Radiation Protection Actions

Radiation protection actions include the use of time, shielding, and distance, which are intended to protect both patients and personnel in radiology. For example, because dose is proportional to the time of exposure, to protect personnel in CT, it is essential to minimize the time spent in the CT scan room during the exposure.

Distance, on the other hand, is a major dose reduction action because the dose is inversely proportional to the square of the distance. This means that the further one is away from the radiation source, the less the dose received. In CT, because the patient is the main source of scatter, technologists should stand back as far away from the patient as possible if there is a need to be present in the scan room during scanning. This implies that the use of a power injector that can be controlled from outside the scan room is recommended. If a hand injector is used, then a long tubing should be used.
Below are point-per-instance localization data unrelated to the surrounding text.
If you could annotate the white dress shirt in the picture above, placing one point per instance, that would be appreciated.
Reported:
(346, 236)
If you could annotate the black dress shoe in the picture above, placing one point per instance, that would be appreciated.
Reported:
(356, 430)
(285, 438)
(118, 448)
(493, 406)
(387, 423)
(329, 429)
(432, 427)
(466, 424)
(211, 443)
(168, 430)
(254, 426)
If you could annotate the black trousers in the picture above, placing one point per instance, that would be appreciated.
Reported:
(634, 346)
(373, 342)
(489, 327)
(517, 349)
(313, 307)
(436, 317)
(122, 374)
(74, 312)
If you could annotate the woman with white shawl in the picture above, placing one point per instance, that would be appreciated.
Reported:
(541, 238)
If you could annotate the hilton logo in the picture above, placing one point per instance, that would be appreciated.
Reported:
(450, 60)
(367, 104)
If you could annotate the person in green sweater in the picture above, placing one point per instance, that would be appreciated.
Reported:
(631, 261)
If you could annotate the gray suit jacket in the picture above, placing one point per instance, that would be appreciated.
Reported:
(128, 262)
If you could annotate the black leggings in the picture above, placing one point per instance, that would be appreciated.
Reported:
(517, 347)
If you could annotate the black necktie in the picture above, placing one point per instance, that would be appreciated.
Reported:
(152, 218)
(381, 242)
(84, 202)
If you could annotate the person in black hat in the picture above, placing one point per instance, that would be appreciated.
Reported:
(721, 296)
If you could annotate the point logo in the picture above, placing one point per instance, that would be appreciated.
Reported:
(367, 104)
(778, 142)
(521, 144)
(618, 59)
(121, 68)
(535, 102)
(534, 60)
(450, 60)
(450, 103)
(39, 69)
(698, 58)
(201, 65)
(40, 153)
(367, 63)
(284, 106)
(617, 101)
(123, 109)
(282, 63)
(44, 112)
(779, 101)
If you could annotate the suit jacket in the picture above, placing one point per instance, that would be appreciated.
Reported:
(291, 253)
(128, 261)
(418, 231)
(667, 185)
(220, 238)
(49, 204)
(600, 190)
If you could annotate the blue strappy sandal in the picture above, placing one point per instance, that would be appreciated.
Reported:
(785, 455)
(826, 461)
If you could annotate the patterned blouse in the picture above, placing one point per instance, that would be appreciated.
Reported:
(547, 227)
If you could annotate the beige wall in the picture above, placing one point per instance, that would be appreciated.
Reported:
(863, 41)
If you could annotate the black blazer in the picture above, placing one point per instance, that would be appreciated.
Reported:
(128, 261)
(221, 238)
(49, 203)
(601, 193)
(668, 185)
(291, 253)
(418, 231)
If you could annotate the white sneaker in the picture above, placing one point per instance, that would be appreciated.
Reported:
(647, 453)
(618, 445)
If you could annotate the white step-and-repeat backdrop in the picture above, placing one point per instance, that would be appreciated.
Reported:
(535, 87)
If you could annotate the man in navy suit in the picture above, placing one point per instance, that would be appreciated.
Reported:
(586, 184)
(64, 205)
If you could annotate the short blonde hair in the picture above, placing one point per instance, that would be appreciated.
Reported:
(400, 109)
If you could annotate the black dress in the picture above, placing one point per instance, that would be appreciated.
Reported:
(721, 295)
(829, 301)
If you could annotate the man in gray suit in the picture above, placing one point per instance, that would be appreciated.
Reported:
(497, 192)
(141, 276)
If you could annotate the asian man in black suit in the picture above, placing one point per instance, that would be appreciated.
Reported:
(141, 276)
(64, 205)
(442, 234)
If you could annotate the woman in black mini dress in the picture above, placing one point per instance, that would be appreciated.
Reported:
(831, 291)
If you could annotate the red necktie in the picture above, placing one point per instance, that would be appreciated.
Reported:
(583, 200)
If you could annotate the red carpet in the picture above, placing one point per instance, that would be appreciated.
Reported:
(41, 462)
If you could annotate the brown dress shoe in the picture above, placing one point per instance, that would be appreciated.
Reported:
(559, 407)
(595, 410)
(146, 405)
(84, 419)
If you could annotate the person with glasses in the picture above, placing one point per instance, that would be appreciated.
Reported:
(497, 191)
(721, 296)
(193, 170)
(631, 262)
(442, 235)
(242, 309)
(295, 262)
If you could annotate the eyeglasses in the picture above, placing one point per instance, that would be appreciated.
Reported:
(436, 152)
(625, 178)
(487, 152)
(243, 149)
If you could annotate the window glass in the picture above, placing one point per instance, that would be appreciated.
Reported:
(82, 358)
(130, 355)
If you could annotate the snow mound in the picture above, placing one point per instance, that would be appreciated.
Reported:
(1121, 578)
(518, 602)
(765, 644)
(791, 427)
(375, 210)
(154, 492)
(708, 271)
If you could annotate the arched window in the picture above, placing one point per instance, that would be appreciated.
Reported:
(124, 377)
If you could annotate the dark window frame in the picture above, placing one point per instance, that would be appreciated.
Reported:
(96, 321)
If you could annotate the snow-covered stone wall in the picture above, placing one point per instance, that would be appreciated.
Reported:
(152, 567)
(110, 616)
Shielding is intended to protect not only patients (gonadal, breast, eyes, and thyroid shielding) but also personnel and members of the public. Patients are often concerned about the exposure of their gonads during a CT examination. Because most of the gonadal exposure will come from internal scatter and not from the primary beam (unless the gonadal region was being examined), there is no need for this concern. Technologists, however, could place gonadal shielding on the patient because it may alleviate any fears about the risks of being exposed to radiation. Shields can also be used to protect the eyes, breast, and thyroid of patients undergoing CT examinations (Fricke et al, 2003; Kennedy et al, 2007). Although some of the shields are made of flexible, nonlead (bismuth) composition, lead may also be used (Kennedy et al, 2007) to provide significant dose reduction to these critical organs.

When personnel are expected to be present in the CT scan room during the exposure, lead aprons should be worn (for the same reason that gonadal shields are placed on patients) because of the presence of scatter (Bushong, 2009).

Because scatter radiation is present during a CT examination and strikes the walls of the CT room, should these walls be shielded to protect members of the public or other radiation workers who are present outside the room. The use of minimum shielding in the form of thick plate-glass control room viewing windows and gypsum wall board with no lead content can sometimes provide the minimum required shielding.

Radiation Protection Principles

Radiation protection principles deal with justification, optimization, and dose limitation, principles that are vital to radiation protection regulation.

Justification involves the concept of net benefit, that is, there must be a benefit associated with every exposure. This requirement is intended for referring physicians and is one effort to reduce doses to patients undergoing x-ray examinations.

Optimization is a principle that is intended to ensure that doses delivered to patients are kept as low as is reasonably achievable (ALARA), economic and social factors being taken into account. In implementing ALARA, technologists should always apply all relevant technical radiation protection practices to ensure that the dose is optimized and that image quality is not compromised, as discussed earlier in the chapter.

The concept of dose limitation is a major integral component of regulatory guidance on radiation protection. This concept addresses the dose that an individual receives annually or accumulates over a working lifetime. These doses should be within the limits established by international organizations such as the ICRP and other national bodies such as the National Council on Radiation Protection. These recommended limits are intended to reduce the probability of stochastic effects and to prevent detrimental deterministic effects. These dose limits are beyond the scope of this chapter.